Carcanet online book launch: To 2040 by Jorie Graham

Sarah-Clare Conlon, Literature Editor
Poet Jorie Graham.

10 May 2023 Tickets from £2.00 — Book now

Having published her first collection in 1980, Jorie Graham is considered one of the most celebrated living American poets and is the recipient of numerous awards, including the prestigious Pulitzer Prize for Poetry. Her latest book, To 2040, is her 17th and is published in the UK by Manchester’s Carcanet Press, with this online launch event hosted by the writer Robert Macfarlane.

Following hot on the heels of 2022’s [To] The Last [Be] Human and 202o’s Runaway (both also Carcanet), To 2040 continues Graham’s focus on the global climate crisis. Opening with question masquerading as fact – ‘Are we / extinct yet. Who owns / the map’ – in the collection, Graham assumes the role of part historian, part cartographer, part (perhaps) prophet, writing an urgent open letter to the future and plotting an apocalyptic event-horizon world narrated by a speaker who reflects on her own mortality and where rain must be translated, silence sings louder than speech, and wired birds parrot recordings of their extinct ancestors.

Following hot on the heels of 2022’s [To] The Last [Be] Human and 202o’s Runaway (both also Carcanet), To 2040 continues Graham’s focus on the global climate crisis.

The title poem – published in the London Review of Books, along with an audio recording of Jorie Graham’s own reading – asks, ‘what was yr message, what were u meant to / pass on?’, and the reader leaves the collection warned, wiser yet more on edge. With an apparent formal simplicity, the new poems – described as ‘visionary’ – are reminiscent of Graham’s second collection Erosion, from 1983, with a slight mistrust of both the world and the reader. The publisher elaborates: ‘In one poem, the speaker is warned by a clairvoyant, “the American experiment will end in 2030”. Graham exposes a potentially inevitable future, sirens sounding among industrial ruins. In sparse lines that move with cinematic precision, we pan from overhead views of reshaped shorelines to close-ups of a burrowing worm. Here, we linger, climate crisis on hold, as Graham invites the reader to sit silent, to hear soil breathe.’

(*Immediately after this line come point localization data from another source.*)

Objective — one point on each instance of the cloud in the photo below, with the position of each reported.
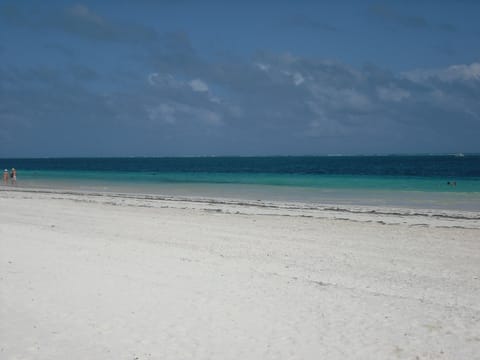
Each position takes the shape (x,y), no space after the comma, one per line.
(454,73)
(198,85)
(303,21)
(268,104)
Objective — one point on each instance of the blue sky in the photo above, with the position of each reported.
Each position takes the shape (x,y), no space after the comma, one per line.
(176,78)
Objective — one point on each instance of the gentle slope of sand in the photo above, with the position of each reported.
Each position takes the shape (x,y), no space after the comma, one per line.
(92,276)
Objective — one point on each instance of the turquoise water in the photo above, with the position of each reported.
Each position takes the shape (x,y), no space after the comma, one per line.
(396,181)
(393,191)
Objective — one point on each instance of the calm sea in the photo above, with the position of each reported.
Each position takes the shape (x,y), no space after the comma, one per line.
(450,182)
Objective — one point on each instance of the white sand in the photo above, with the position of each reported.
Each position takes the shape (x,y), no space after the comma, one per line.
(111,277)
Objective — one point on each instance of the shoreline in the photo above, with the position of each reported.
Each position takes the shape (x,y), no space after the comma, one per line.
(139,277)
(362,213)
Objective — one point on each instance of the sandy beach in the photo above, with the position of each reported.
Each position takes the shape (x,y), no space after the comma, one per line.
(109,276)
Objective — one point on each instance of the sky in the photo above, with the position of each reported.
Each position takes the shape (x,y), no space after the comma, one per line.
(212,78)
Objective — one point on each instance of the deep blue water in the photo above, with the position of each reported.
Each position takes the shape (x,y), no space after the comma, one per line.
(419,166)
(411,181)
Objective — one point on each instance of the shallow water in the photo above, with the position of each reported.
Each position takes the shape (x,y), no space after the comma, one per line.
(414,181)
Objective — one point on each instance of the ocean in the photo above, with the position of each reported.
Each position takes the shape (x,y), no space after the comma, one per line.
(439,182)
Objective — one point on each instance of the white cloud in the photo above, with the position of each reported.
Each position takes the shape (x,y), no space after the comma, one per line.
(392,93)
(298,79)
(263,67)
(174,112)
(452,73)
(198,85)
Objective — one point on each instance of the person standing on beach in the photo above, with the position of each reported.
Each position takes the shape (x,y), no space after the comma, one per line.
(14,176)
(5,176)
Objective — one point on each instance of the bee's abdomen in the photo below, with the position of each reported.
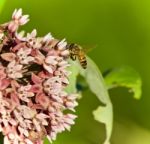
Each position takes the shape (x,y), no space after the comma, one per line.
(83,62)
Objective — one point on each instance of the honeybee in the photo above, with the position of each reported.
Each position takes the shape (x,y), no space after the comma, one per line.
(76,51)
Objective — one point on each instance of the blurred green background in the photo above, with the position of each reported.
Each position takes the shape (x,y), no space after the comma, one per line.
(121,29)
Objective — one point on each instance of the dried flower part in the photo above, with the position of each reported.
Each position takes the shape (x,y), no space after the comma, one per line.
(33,78)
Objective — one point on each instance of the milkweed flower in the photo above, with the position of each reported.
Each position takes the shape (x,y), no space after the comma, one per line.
(33,78)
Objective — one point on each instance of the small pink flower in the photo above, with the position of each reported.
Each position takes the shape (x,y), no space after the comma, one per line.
(8,56)
(53,86)
(33,78)
(14,70)
(23,56)
(17,20)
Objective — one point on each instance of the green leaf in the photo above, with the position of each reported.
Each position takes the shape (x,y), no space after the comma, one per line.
(125,77)
(71,88)
(103,114)
(2,4)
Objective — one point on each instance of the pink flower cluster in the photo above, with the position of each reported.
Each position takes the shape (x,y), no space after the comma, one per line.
(33,78)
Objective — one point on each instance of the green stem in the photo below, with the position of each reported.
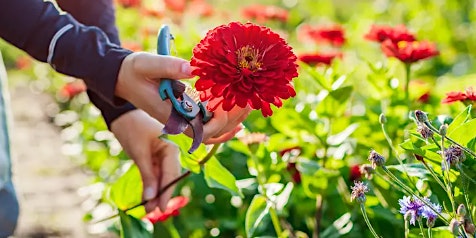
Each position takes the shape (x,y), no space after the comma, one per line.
(421,228)
(407,228)
(407,85)
(397,155)
(275,220)
(435,176)
(427,123)
(364,213)
(169,185)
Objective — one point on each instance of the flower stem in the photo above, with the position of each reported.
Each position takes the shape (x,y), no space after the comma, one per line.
(407,228)
(431,127)
(275,220)
(364,213)
(407,85)
(169,185)
(421,228)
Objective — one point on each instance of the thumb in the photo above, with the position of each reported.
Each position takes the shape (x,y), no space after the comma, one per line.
(149,182)
(162,66)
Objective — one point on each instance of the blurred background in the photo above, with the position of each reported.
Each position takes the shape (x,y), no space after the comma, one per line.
(65,158)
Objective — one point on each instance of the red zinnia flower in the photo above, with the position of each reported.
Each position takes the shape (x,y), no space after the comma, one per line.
(173,209)
(395,34)
(263,13)
(409,52)
(319,58)
(244,65)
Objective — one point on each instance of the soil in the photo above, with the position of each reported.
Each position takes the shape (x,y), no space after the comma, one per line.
(47,181)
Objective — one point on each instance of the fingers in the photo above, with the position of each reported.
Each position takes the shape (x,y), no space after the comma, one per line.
(170,170)
(161,66)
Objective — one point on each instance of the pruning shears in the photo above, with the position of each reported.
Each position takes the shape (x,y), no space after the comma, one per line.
(186,111)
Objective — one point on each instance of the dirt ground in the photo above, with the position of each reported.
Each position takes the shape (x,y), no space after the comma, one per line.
(47,182)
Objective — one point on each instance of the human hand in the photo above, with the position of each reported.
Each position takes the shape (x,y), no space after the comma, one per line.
(157,160)
(138,82)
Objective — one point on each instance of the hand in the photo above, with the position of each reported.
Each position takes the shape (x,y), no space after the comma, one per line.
(157,160)
(138,82)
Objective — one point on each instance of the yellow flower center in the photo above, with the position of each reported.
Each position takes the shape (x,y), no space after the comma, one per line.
(248,58)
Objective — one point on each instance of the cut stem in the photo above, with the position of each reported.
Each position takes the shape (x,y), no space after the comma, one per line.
(364,213)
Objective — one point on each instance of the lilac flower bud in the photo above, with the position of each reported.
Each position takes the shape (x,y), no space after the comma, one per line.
(367,170)
(376,159)
(443,129)
(454,227)
(461,211)
(358,192)
(424,131)
(382,119)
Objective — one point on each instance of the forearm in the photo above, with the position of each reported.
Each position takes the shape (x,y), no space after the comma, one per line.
(98,13)
(70,47)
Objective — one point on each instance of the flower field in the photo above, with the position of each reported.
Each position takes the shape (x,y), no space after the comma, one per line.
(362,120)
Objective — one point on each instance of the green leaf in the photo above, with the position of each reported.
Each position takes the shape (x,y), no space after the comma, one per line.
(133,227)
(255,214)
(337,139)
(217,176)
(459,120)
(127,192)
(308,167)
(461,135)
(188,161)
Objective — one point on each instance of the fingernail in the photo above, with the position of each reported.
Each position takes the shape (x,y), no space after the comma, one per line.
(186,68)
(149,193)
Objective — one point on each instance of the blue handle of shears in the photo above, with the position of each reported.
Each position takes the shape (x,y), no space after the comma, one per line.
(166,90)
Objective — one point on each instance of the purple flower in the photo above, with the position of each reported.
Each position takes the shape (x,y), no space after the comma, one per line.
(417,209)
(358,191)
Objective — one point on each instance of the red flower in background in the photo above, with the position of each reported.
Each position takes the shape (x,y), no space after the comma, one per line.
(263,13)
(381,33)
(244,65)
(451,97)
(71,89)
(333,34)
(23,62)
(354,173)
(201,8)
(129,3)
(319,58)
(173,209)
(409,52)
(175,5)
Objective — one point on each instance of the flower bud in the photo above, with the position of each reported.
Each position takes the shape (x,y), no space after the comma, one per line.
(382,119)
(461,211)
(376,159)
(421,116)
(454,227)
(443,129)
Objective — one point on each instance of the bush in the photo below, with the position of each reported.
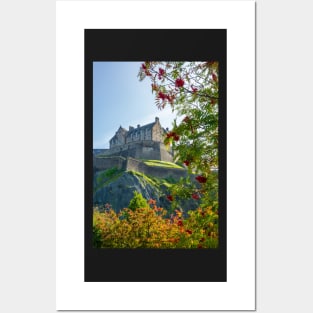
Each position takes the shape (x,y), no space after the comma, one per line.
(148,228)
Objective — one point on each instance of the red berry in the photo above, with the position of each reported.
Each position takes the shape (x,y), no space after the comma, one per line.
(186,162)
(186,119)
(180,223)
(195,196)
(179,82)
(176,137)
(170,198)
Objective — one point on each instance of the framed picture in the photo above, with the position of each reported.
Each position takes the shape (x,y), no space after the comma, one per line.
(155,134)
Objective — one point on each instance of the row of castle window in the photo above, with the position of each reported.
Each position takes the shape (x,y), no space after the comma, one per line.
(134,136)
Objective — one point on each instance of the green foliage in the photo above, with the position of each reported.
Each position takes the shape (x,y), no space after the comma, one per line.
(162,164)
(150,228)
(138,201)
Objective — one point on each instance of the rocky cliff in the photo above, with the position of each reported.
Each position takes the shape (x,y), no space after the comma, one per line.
(116,187)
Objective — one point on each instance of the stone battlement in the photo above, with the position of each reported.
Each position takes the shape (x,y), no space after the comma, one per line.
(131,164)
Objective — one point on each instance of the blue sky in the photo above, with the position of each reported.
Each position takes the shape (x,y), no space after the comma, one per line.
(120,99)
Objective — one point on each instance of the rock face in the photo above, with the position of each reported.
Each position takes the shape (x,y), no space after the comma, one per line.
(118,190)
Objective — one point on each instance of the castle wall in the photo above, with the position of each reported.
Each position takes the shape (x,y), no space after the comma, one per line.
(131,164)
(108,162)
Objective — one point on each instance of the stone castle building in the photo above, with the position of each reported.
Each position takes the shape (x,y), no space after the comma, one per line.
(142,142)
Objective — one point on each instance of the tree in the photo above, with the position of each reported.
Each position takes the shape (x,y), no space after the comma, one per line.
(191,90)
(138,201)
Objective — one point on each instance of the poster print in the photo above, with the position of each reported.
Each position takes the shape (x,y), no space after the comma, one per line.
(157,193)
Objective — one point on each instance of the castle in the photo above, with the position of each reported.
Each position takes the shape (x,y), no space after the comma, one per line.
(142,142)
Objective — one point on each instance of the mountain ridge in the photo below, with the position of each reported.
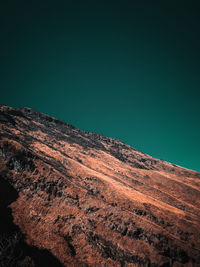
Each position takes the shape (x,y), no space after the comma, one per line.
(99,201)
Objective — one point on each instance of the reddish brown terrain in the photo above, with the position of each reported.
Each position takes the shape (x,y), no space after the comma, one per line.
(73,198)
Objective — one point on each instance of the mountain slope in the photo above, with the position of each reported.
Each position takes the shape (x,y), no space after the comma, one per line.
(90,200)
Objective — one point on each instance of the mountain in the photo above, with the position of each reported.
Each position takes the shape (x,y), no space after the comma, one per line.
(74,198)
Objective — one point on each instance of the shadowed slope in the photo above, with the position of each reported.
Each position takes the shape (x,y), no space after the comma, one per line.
(95,201)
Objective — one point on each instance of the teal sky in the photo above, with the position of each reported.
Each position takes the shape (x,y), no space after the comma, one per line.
(126,69)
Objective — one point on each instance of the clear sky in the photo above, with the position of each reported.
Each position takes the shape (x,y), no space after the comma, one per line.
(126,69)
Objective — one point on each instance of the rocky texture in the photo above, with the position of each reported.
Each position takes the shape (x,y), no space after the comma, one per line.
(73,198)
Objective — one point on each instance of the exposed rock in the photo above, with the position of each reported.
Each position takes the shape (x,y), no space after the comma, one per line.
(81,199)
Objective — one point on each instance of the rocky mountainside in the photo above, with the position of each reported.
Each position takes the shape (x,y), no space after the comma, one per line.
(74,198)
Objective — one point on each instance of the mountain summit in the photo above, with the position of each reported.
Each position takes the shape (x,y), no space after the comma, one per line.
(74,198)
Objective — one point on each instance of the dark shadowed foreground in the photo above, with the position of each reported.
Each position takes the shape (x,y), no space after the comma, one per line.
(73,198)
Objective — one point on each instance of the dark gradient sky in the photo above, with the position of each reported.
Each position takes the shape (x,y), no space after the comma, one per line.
(125,69)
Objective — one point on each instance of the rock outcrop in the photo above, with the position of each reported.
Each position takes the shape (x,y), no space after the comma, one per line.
(74,198)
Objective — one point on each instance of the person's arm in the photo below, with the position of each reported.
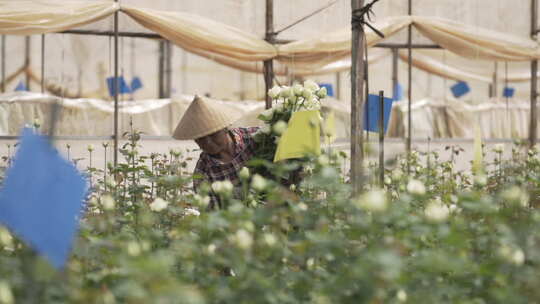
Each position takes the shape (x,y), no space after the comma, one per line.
(199,176)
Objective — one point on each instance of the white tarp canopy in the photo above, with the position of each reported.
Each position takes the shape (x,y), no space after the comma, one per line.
(433,118)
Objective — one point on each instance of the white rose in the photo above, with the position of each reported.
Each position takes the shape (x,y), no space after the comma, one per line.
(311,85)
(191,211)
(227,186)
(416,187)
(269,239)
(279,127)
(158,204)
(516,195)
(298,89)
(107,202)
(293,99)
(244,173)
(286,92)
(436,212)
(307,94)
(374,201)
(258,182)
(134,249)
(397,174)
(498,148)
(202,201)
(480,180)
(274,92)
(323,160)
(322,93)
(265,129)
(401,295)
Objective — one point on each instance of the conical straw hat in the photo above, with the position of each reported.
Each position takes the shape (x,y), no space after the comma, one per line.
(204,117)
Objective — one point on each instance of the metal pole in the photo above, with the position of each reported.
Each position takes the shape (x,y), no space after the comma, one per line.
(533,128)
(161,64)
(168,68)
(381,138)
(409,104)
(338,85)
(394,70)
(116,87)
(495,77)
(3,63)
(357,102)
(27,60)
(269,64)
(168,83)
(42,63)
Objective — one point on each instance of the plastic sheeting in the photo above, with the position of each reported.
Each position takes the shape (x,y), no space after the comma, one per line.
(476,43)
(39,17)
(209,38)
(94,117)
(202,35)
(453,118)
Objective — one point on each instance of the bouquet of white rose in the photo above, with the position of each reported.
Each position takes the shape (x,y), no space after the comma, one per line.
(286,102)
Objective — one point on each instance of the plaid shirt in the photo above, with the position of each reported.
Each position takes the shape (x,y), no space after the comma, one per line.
(213,169)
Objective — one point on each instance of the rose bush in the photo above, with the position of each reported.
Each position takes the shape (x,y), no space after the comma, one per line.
(433,235)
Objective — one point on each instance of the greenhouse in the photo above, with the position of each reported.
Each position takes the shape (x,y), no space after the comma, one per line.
(236,151)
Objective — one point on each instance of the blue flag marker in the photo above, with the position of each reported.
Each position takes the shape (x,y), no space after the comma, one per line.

Of last year’s collection, [To] The Last [Be] Human, Robert Macfarlane – best known for his books on landscape, nature, place, people and language – said: ‘“Emergence” is the term given in biology, systems theory, and beyond for the properties or behaviors of an entity that its parts do not on their own possess. Graham’s poetry is strongly emergent, its effects irreducible to the sum or difference of its components. It shoals, schools, flocks, builds, folds. It has life.’

Jorie Graham was born in New York City in 1950, lives in Massachusetts and teaches at Harvard University. She read philosophy at the Sorbonne in Paris before studying filmmaking at New York University. She also has an MFA in poetry from the University of Iowa. Graham is the author of numerous collections of poetry, including FAST (2017), which was shortlisted in the Forward Prizes, and PLACE (2012), which won the Forward Prize for Best Collection. Her other Carcanet collections include The Taken-down God (2013), Sea Change (2008), Overlord (2005), Never (2002), Swarm (2000), The Errancy (1998) and The Dream of the Unified Field: Selected Poems 1974-1994, which won the 1996 Pulitzer Prize for Poetry. Widely translated, her poetry has been the recipient of numerous awards, among them the Los Angeles Times Book Award, the International Nonino Prize and the Rebekah Johnson Bobbitt National Prize for Poetry from the Library of Congress.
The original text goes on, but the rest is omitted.